Anyway, in a week or so, I am expanding to a 4.5' x 5' flowering space - 8 feet tall - and I'm gonna spring for a 1000W HPS. I will post progress on the appropriate sub-forum. I know I will have questions regarding cooling and ventilation.

Cheers!


----------



## drfting07 (Sep 26, 2012)

:ciao: *Moto*

Been awhile, huh? Glad to hear your expanding. Loving the show, and nice buddage my friend! 

Drft


----------



## orangesunshine (Sep 26, 2012)

1000w will be a great improvement for your space as you are currently under lit---may even think of getting 2-600w lamps instead


----------



## Moto-Man (Oct 7, 2012)

OK, I think it has been 16 weeks now - that's four months for you math majors  - and these girls are still not yet done under my crappy 400W HPS, which used to fuel some real nice grows in the past...(!)

The cola that you see center-ish is about two feet long and since my last post it has gotten noticeably fatter and heavier. This happy development has given me a bit of hope... and also perhaps greater insight into our peaceful hobby and my dilletante-ish efforts heretofore.

I will do Malawi again but not until I have my flowering space improved upon.

Cheers!


----------



## JustAnotherAntMarching (Oct 8, 2012)

Moto  Thats impressive for a 400 man... congrats...   16 weeks tho is KILLER...   I have a Bodhi's NL#5 x Mawali Gold but im scared to run her bc they say some phenos will go 14+ weeks and really tall...  :48:


----------



## Moto-Man (Oct 10, 2012)

JustAnotherAntMarching said:
			
		

> Moto  Thats impressive for a 400 man... congrats...   16 weeks tho is KILLER...   I have a Bodhi's NL#5 x Mawali Gold but im scared to run her bc they say some phenos will go 14+ weeks and really tall...  :48:



Thanks bro, if you go to the 2nd post from our colleague greenjoe who recommended I switch to 12/12 quickly, you can see how small they were when I did just that. 
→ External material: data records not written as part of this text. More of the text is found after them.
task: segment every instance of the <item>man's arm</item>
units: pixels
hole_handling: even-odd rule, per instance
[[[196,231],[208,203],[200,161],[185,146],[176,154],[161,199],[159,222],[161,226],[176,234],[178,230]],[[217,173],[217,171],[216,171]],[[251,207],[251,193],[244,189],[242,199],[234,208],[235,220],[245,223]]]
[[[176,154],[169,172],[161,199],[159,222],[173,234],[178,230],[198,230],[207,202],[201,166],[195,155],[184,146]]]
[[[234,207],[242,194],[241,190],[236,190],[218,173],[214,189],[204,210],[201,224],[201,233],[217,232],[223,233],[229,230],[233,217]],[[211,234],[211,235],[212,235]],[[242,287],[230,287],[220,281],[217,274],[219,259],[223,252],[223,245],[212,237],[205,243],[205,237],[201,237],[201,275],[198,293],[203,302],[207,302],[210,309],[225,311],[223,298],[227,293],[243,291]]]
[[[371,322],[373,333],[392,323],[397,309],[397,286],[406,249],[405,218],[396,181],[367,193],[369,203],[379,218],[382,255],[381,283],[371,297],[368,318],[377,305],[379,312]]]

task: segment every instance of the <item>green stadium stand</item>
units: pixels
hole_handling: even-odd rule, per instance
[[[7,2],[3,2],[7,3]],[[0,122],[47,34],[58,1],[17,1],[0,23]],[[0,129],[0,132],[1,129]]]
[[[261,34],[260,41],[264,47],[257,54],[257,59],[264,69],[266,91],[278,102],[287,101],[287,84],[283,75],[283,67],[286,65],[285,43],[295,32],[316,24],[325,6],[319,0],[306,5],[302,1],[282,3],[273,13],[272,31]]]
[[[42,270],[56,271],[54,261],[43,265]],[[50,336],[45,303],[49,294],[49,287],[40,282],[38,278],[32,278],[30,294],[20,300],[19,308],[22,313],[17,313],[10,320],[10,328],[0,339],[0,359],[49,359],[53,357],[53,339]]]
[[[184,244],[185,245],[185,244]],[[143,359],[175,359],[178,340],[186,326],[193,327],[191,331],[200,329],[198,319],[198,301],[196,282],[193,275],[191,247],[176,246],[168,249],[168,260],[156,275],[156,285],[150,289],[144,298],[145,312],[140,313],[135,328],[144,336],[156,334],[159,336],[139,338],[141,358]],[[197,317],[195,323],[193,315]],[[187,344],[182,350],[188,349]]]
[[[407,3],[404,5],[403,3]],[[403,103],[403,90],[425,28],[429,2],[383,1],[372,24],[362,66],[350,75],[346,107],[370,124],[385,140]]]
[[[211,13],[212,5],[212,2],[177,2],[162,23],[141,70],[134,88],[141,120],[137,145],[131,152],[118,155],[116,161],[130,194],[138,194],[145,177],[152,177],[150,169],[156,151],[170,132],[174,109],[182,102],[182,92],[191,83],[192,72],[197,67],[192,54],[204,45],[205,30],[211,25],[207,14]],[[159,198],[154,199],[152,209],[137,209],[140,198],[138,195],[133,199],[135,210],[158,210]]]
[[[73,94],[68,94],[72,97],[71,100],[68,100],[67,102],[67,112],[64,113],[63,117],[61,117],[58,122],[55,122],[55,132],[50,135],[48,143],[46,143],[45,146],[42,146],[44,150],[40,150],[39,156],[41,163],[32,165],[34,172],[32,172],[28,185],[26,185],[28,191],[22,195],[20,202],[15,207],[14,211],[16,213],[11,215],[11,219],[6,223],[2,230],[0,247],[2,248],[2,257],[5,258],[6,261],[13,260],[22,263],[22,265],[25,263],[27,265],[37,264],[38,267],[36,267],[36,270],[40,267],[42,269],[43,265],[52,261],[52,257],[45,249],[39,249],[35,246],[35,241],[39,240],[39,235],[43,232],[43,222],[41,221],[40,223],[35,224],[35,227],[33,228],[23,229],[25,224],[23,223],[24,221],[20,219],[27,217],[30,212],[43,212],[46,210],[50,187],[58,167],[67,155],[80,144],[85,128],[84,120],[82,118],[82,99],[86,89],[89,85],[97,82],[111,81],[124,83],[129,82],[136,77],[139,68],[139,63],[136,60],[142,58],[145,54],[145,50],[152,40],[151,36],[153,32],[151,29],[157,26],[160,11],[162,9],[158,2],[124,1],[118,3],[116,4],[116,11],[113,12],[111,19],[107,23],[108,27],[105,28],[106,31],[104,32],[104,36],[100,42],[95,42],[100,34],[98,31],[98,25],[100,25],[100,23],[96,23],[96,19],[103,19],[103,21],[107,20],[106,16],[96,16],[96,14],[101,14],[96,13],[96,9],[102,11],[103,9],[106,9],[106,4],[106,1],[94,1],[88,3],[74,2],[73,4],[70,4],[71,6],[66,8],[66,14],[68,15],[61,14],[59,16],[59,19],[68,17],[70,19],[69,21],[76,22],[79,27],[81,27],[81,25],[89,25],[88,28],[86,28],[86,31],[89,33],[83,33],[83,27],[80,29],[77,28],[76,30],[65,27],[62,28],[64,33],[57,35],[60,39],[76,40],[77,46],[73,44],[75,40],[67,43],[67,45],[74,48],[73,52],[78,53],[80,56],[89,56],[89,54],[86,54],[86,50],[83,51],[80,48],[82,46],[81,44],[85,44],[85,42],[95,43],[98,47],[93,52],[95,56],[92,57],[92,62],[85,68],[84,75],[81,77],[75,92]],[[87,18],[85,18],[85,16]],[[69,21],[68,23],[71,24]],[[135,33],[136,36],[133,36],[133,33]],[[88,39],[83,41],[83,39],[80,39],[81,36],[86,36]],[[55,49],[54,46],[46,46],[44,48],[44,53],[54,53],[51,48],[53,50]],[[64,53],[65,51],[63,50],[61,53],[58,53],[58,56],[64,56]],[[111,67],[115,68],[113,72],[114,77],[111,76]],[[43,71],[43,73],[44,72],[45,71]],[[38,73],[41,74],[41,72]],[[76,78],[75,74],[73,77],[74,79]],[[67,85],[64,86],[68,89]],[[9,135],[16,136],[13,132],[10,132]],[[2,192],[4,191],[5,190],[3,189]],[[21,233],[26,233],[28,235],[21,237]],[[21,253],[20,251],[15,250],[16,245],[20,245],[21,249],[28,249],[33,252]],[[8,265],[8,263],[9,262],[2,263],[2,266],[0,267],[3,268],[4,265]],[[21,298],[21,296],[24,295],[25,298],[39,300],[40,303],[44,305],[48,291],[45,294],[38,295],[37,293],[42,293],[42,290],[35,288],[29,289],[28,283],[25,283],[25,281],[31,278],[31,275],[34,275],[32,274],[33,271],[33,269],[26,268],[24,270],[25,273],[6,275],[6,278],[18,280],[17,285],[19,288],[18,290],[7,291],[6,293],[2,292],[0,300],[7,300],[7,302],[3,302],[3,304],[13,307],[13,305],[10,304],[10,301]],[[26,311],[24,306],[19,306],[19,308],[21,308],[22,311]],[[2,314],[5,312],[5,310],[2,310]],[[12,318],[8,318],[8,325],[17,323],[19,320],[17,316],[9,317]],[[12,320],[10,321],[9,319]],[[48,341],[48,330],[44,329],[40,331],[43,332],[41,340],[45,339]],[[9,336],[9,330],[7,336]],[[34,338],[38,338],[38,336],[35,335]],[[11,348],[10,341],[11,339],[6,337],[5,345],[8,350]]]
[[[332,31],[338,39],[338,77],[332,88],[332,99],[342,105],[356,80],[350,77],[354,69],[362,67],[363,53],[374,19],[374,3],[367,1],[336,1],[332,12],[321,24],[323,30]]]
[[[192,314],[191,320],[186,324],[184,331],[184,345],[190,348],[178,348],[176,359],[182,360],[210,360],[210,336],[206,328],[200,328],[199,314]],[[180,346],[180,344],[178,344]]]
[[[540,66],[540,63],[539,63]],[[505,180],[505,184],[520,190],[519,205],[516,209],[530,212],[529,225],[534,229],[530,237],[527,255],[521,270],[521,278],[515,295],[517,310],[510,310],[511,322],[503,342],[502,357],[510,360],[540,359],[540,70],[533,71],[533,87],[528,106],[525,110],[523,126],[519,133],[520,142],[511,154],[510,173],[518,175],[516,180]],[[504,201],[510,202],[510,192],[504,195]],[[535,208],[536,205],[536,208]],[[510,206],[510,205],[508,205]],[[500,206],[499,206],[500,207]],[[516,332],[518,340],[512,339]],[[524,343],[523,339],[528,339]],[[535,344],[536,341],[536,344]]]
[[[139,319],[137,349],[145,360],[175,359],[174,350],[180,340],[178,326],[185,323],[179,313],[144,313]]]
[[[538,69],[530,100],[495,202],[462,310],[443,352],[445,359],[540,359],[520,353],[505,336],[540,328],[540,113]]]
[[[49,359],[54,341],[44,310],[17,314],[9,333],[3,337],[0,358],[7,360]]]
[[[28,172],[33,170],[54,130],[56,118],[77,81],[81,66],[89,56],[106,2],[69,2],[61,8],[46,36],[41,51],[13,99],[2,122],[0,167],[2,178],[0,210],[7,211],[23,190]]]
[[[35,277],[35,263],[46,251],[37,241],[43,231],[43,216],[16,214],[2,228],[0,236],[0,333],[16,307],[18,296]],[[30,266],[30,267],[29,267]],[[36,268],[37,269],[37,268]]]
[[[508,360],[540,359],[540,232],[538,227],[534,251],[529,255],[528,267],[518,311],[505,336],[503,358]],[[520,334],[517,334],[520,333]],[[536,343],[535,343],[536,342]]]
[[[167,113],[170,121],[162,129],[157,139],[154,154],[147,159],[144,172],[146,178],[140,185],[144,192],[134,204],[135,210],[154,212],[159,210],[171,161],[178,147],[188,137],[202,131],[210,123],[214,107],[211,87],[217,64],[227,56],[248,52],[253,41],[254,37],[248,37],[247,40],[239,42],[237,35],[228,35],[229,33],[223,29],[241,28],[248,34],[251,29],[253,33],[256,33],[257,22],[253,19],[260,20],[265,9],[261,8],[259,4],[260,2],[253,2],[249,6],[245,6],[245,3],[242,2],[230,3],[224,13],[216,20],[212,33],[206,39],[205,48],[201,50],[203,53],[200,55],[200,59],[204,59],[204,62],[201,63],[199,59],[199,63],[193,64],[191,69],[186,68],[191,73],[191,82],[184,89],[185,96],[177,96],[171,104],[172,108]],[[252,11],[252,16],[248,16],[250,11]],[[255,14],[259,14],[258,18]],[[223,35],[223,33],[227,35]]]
I imagine if I had a 1000W and cooler temps things would be better, but I took a lil bud the other day and even "raw", this smoke is quite aromatic with a heady kind of buzz. I think I will chop by this weekend as all the colas are hanging over each other... kinda neat to see that though 

Still kinda bummed about crappy trichome production (I fault high temps more than anything - would anyone argue with that?) but when I do see them, I have a fair amount of amber showing.

Onward and upward!

Cheers everyone


----------



## greenjoe (Nov 6, 2012)

hey man...so how did they turn out...did you get any bananas?


----------



## 7greeneyes (Nov 6, 2012)

I think he was growing weed?!? :rofl:


----------



## Moto-Man (Nov 6, 2012)

greenjoe said:
			
		

> hey man...so how did they turn out...did you get any bananas?



Nah, no male thingies, but pretty crappy result, very loose and airy buds, my temps were way too high, I prolly shouldnt have grown in the summer at my latitude...

I think it was high temps that also led to very crappy trichome production,  and what I do have gives a nice intense lil buzz that disappears in like 20 minutes. This only whets my appetite for what might be possible once I get my new room set up. I should be able to grow a 5-6' tall plant then. 

Thanks again for your initial advice re 12/12ing when they were so small! 

Cheers bro,


----------



## Moto-Man (Nov 6, 2012)

7greeneyes said:
			
		

> I think he was growing weed?!? :rofl:



Yeah, I'm still a dilettante!   Thanks for playing.


----------



## greenjoe (Nov 7, 2012)

moto....it was not your heat it was the strain....that is why i don't run it again...14=16 weeks for grade B....not worth it....IMO


----------



## Moto-Man (Nov 9, 2012)

greenjoe said:
			
		

> moto....it was not your heat it was the strain....that is why i don't run it again...14=16 weeks for grade B....not worth it....IMO



This is reassuring thanks!


----------